Fitness Center Sanitization
Fitness centers often provide a disinfectant spray for guests to use on machinery and weights, even incorporating this in the gym rules to do so after use. However, I simply like to go in thinking nothing has been cleaned properly. In reality, you always get that handful of people that just don’t clean up after themselves while leaving a large, sweaty, body-shaped-stamp on each machine bench they use. While gym germs should not discourage you from a good workout, it’s in your best interest to go over each machine with a quick wipe-down before using it, and of course after. Also, always shower after sweating it out!
Other Campground Amenities
Being exposed to germs from other campground amenities such as sport equipment, game rentals, water sport rentals, bike rentals, dog parks, playgrounds, and arcade games is inevitable. However, one simple but crucial step will help us stay healthy from harmful microbes we are exposed to– and it’s by washing our hands! Proper hand washing after any and all activities will significantly aid your health and help stop germs from not spreading to others. Likewise, take a full body shower after water activities in pools, lakes, ponds, or oceans.
Keep Your Furry Companions Healthy & Clean
Pets are part of the family too! Be sure to always wash your hands after picking up after your pet, touching pet waste containers or amenities, and petting other camp companions.

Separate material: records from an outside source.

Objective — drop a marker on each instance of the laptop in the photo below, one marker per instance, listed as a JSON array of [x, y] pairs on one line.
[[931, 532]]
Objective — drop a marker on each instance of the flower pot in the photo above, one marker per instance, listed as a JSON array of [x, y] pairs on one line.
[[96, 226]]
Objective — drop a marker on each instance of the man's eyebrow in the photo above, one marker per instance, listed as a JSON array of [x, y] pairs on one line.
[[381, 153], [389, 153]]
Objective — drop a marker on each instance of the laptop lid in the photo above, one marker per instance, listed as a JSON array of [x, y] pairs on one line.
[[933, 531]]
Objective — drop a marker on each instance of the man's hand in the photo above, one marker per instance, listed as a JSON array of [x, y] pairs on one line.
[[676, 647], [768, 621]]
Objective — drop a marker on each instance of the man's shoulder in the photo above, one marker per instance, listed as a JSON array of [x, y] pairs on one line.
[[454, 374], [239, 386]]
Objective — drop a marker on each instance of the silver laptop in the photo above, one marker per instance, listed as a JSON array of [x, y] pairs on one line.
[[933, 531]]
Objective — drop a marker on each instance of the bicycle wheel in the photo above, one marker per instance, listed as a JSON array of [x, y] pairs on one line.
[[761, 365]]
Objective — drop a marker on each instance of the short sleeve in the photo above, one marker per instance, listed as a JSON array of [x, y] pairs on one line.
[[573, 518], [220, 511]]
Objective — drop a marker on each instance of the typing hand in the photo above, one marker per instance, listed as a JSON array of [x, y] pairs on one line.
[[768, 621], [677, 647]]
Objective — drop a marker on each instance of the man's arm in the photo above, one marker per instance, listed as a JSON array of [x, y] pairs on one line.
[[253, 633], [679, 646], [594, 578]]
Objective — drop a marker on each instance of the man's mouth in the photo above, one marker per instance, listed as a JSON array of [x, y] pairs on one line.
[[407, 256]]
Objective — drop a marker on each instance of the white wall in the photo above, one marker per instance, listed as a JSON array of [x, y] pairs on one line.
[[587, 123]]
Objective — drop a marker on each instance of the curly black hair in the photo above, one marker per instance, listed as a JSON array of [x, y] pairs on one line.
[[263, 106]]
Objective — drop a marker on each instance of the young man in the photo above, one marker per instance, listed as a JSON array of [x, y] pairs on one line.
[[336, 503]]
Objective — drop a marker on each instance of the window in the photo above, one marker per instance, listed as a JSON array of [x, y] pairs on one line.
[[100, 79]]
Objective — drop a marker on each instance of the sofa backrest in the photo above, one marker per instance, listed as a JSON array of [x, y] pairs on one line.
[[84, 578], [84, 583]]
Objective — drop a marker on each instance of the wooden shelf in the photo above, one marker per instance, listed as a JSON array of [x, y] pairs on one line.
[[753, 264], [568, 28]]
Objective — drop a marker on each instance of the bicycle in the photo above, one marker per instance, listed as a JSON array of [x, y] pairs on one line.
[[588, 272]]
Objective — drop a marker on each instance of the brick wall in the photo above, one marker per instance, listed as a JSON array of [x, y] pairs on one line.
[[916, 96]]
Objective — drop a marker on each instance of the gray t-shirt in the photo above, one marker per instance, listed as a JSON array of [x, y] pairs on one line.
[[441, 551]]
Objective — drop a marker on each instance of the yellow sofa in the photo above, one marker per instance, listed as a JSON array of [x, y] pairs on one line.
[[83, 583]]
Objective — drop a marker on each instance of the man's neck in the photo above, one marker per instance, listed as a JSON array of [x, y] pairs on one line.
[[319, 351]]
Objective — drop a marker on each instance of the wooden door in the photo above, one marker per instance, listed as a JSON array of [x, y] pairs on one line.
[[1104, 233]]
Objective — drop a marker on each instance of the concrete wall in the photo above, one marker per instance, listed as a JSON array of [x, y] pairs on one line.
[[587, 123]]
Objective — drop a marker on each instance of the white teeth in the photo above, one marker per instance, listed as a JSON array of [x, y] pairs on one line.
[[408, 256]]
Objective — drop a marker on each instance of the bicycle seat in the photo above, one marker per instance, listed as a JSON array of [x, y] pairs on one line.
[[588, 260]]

With so many pets in one area it is extremely important for their health, to get your pet vaccinated and keep their vaccinations up to date. Kennel cough, canine influenza, and intestinal parasites can be easily transmitted through shared parks, pet relieving areas, and communal water bowls. If you are concerned about them spreading bacteria picked up on their paws into the camper, consider using antibacterial paw wipes like Biga’s Deodorizing Hypoallergenic Pet Wipes or a paw scrubber like the Dexas MudBuster Portable Dog Paw Cleaner.
Also, dogs playing near one another can also spread fleas and ticks. Although flea and tick medication is routinely administered, it’s wise to do a quick tick check after long walks through the woods so that they don’t transfer to you.
All in all, the importance of hand washing, good hygiene, and basic cleaning practices can not be more evident! We can all make simple changes to our routines that have great impacts on our health, for our own sake as well as others.
RVING IS BEING mindful throughout our journeys, so we don’t pass on the germies.